Monday, December 26, 2011

'Momentous'? Obama-Romney will be close--but booooring



It's not often that you get to make fun of Newt Gingrich and a liberal Washington Post columnist in the same breath--but we've arrived a such a moment! Day after day, the Newt-ster is reminding normal people on all sides of the spectrum why they're frightened by the prospect of a Gingrich presidency: the hypocrisy is one reason, but mainly it's his pretentious, vainglorious, overreaching rhetoric, which the logorrheic candidate seems incapable of moderating or containing. Two examples from recent days: Newt believes the best "analogy" to his being kept off the ballot in the Virginia primary is Pearl Harbor, according to TalkingPointsMemo, quoting Gingrich campaign director Michael Krull. It was a setback, Krull explained, but "in the end we will stand victorious.”

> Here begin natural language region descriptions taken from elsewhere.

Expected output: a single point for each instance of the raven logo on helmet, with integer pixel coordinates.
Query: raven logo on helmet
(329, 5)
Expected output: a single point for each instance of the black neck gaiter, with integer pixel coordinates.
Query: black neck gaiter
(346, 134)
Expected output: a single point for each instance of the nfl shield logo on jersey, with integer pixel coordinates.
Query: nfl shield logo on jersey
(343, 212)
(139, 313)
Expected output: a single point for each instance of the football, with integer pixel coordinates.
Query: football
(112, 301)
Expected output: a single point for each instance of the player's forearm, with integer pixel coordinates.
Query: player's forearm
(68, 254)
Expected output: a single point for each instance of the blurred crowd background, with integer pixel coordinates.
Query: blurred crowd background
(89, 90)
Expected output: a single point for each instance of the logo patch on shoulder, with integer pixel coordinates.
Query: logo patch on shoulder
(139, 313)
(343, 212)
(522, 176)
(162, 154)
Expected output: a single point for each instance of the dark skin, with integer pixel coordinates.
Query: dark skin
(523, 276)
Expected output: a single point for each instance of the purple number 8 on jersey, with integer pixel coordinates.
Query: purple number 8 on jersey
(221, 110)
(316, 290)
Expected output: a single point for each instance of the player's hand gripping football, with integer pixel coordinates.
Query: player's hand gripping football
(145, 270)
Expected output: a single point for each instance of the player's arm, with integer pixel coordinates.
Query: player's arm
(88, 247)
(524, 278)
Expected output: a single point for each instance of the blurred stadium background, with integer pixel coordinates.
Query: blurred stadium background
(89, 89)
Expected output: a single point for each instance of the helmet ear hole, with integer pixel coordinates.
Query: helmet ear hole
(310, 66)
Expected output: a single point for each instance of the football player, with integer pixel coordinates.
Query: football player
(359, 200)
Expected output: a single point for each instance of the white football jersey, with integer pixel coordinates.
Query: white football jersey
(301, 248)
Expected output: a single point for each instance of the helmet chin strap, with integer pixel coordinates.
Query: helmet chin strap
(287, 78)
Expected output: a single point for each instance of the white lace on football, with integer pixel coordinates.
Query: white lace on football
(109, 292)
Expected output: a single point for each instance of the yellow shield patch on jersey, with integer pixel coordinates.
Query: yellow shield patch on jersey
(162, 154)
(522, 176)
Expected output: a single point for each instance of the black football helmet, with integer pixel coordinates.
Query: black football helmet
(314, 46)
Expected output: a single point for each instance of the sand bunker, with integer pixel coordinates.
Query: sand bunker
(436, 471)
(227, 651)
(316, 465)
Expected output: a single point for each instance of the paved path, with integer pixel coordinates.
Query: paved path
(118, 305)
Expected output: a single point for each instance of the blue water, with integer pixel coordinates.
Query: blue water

Somehow, in Newt's addled consciousness, his failure to get enough signatures for a state primary adds up to the beginning of World War II. So... what would a real challenge like Pearl Harbor mean?


Then, campaigning in Iowa, Gingrich declared:  "This is the most important election since 1860, because there's such a dramatic difference between the best food-stamp president in history and the best paycheck candidate." The election of 1860, of course, was about whether the nation would dissolve into Civil War. Uhhhh, WHAT? Yes, Newt, we are a politically divided nation. But I haven't heard any secession talk lately.  Nonetheless WashPost columnist E.J. Dionne, departing today from his usual informed sensibleness, cited Gingrich's ridiculous 1860 analogy in concluding that "everyone agrees that the 2012 election will be a turning point involving one of the most momentous choices in American history."


No, they don't agree. At least I don't. "For the first time since Barry Goldwater made the effort in 1964, the Republican Party is taking a run at overturning the consensus that has governed U.S. political life since the Progressive era," Dionne writes. To wit: Republicans want to remove government from American life, and Obama wants to impose it. OMG, we've been hearing this since the Reagan era, and the reality is nothing like the rhetoric. Reagan launched a deregulatory era but did not cut the size of government; he increased it. So did the two Bushes. The tea-party-driven GOP rhetoric we're hearing now is an angry reaction to that, but let's not overreact ourselves.

In truth, Obama and his likeliest opponent, Romney, are far closer in mindset and philosophy than anyone is willing to acknowledge just now. Obama, despite his image, has sought to placate business and left Wall Street largely intact, and he is taking a far tougher line on foreign policy--one that reflects a traditional GOP "realpolitik" view and a dramatic ratcheting up of covert war-- than is generally acknowledged, even when it comes to China. Romney, increasingly desperate to win over his base against an onslaught of "Not-Romneys," has allowed his rhetoric to grow more inflamed on the trail, including commitments to a balanced-budget amendment and partially voucherizing Medicare as well as eliminating Obamacare. But based on his history, if he gets the nomination he is unlikely to follow through fully on these overheated pre-primary pledges and do many things very differently, either on the economy or foreign policy. The problems of slow growth, chronic deficits, and an overextended military will inevitably lend themselves to similar solutions from either an Obama or a Romney administration.

Dionne acknowledged that Gingrich's metaphor was "cheap and inaccurate," but he nonetheless took Newt's "historical sweep" seriously. "It says a great deal" about the importance the election, Dionne concluded generously, "that Gingrich chose to reach all the way back to the election that helped spark the Civil War."
Sorry E.J. It only says a great deal about Newt.